Una de las tareas principales del consultor es optimizar y perfeccionar las facultades de su cliente; orientarlo en relación a la imagen, la postura, el habla, las estrategias de persuasión y el manejo de las campañas. Sin embargo, el consultor no crea un personaje, sino que se basa en las aptitudes y habilidades del político y las refuerza para lograr lo mejor de sí mismo. Con la evolución de los años en la educación política, se han originado muchas especializaciones, tales como la comunicación política, el marketing, las estrategias políticas, el estudio de los discursos, etc.

¿Cómo elegir a un consultor político?

Es muy importante que el consultor y el profesional tengan una relación estable, sin ello el trabajo se tornaría difícil.
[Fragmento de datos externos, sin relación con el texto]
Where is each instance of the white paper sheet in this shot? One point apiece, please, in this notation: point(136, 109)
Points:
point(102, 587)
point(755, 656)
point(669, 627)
Un buen asesor debe tener capacidad de análisis, visión general y habilidad para trabajar en equipo. Entre sus destrezas, un consultor debe ser confiable, reservado, sensato y debe tener en claro quién es el protagonista y desempeñar solo su trabajo. Su obligación es entender las fortalezas y debilidades de su cliente y permitirle aprovechar el máximo de sus virtudes. Es aconsejable que el consultor sea parte del equipo profesional, pues, de lo contrario, el trabajo y los objetivos se encontrarán limitados.

¿Puede un consultor trabajar para un político ajeno a su ideología?

El consultor puede ser ajeno o ser parte de un partido político. Señalando lo mencionado anteriormente, lo principal es que el consultor sea de confianza, y que promueva la ética de dicha profesión. Como todo ejercicio de cualquier función, se debe entender que la imparcialidad es parte de la ética del profesional y que un buen consultor debe ser potenciador de la ideología e impulsadores del bien común.